Note: for early experiments I am using a truncated version of the MINST database, only 100 records, to speed up processing. When I finally have a good model that works, I’ll try the whole data set on it.
Experiment 1
# James implementation of minst database
# import required to process csv files with pandas
import pandas as pd
# for array manipulation
import numpy as np
# for normalizing the data
from sklearn.preprocessing import MinMaxScaler
# allows onehotencoding
from sklearn.preprocessing import OneHotEncoder
# read the training csv file
mnist_training_data = pd.read_csv(r'C:\Users\james\Anaconda3JamesData\mnist_train_100.csv', header=None)
# each row of data consists of
# the first element [0]: is the label of the actual number
# the following 784 element [1:785]: is the actual number originally respresented as a 28 x28 pixel grid
# we want to create training data, and label data for our LSTM to train from
mnist_training_data_values = mnist_training_data.iloc[:, 1:785].values
mnist_training_data_labels = mnist_training_data.iloc[:, 0].values
# print("mnist_training_data_values shape:", mnist_training_data_values.shape)
# print("mnist_training_data_labels:", mnist_training_data_labels.shape)
# print (mnist_training_data_labels)
# we will normalize the training data & onehotencode the outputs
# normalise the training data
scaler = MinMaxScaler(feature_range = (0.0, 1.0))
mnist_training_data_values = scaler.fit_transform(mnist_training_data_values.astype('float64'))
# onehotencode the output values (the mnist_training_data_labels)
# Onehotencoding expects a 2D array and our label data is
mnist_training_data_labels = mnist_training_data_labels.reshape (100,1)
# print (mnist_training_data_labels)
encoder = OneHotEncoder(sparse=False, categories='auto')
# One hot Encode the data
mnist_training_data_labels = encoder.fit_transform(mnist_training_data_labels)
# print (mnist_training_data_labels)
# print (mnist_training_data_labels.shape)
# reshape mnist_training_data_values into 3d array
mnist_training_data_values = mnist_training_data_values.reshape(100, 784, 1)
print("mnist_training_data_values shape:", mnist_training_data_values.shape)
print ("mnist_training_data_labels shape: ",mnist_training_data_labels.shape)
from keras.models import Sequential
from keras.layers import LSTM
from keras.layers import Dense
from keras.optimizers import Adam
model = Sequential()
model.add(LSTM(300, return_sequences=True, input_shape=(784, 1)))
model.add(LSTM(300, return_sequences=True))
model.add(LSTM(100))
model.add(Dense(10, activation='softmax'))
# model.compile(loss='categorical_crossentropy', optimizer='adam', metrics=['acc'])
model.compile(Adam(lr=0.001), loss='categorical_crossentropy', metrics=['acc'])
# history = model.fit(training_set_values , training_set_labels, validation_split=0.1, batch_size =20, epochs = 100, shuffle=True, verbose=2)
history = model.fit(mnist_training_data_values , mnist_training_data_labels , validation_split=0.1, shuffle=True, batch_size= 32,epochs=100, verbose=2)
import matplotlib.pyplot as plt
%matplotlib inline
# summarize history for loss
plt.figure(figsize=(13,8))
plt.plot(history.history['loss'], color='blue')
plt.plot(history.history['val_loss'], color='orange')

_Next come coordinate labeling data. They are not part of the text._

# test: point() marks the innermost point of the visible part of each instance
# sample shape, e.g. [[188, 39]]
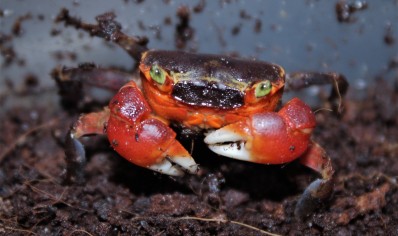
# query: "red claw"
[[268, 137], [143, 139]]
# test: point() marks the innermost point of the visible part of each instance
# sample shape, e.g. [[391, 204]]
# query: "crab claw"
[[150, 144], [268, 137], [143, 138]]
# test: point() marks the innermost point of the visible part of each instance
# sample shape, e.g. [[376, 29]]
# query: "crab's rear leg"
[[321, 189], [75, 155], [300, 80], [74, 82]]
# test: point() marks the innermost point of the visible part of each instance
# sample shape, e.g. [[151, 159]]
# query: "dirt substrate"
[[226, 198]]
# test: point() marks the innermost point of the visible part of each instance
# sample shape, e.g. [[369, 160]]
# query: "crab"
[[232, 101]]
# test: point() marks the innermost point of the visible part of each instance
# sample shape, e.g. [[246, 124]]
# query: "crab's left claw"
[[277, 138], [268, 137]]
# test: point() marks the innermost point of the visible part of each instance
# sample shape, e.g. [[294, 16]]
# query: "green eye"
[[157, 74], [263, 89]]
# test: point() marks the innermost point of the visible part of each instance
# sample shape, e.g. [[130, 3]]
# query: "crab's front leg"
[[134, 132], [277, 138]]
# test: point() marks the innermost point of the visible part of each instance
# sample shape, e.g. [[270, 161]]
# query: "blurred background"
[[355, 38]]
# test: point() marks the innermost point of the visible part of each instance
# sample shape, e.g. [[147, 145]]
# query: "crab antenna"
[[108, 29]]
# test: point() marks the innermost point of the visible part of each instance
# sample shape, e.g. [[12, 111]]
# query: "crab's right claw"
[[143, 138]]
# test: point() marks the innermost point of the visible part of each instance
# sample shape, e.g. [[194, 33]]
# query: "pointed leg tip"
[[312, 198]]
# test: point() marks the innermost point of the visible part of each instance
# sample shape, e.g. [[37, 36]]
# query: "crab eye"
[[157, 74], [263, 89]]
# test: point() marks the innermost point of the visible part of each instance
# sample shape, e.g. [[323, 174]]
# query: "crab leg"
[[300, 80], [320, 189], [277, 138], [134, 132]]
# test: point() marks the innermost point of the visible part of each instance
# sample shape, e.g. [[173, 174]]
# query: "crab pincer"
[[133, 132], [142, 138], [278, 138]]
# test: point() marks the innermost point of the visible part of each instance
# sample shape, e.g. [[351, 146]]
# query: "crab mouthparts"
[[207, 94], [228, 143]]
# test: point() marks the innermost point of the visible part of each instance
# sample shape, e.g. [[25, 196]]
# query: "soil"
[[226, 197]]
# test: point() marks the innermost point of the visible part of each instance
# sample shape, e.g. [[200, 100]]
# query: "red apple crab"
[[232, 100]]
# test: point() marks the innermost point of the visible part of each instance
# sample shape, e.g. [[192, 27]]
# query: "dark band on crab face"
[[212, 80]]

plt.title('model loss during training')
plt.ylabel('loss')
plt.xlabel('epoch')
plt.legend(['loss', 'val_loss'], loc='upper left')
plt.show()

Conclusion: The network is just not learning any here. I can see why and has led me to understand the input to the LSTM network. I believe I can see why. I am feeding the LSTM network a 3D array of (100, 784, 1), that’s 100 samples of 784-time steps and 1 feature. I have broken down the 28×28 pixel image into what is effectively a line, although perhaps some good results could be obtained if the model itself was different.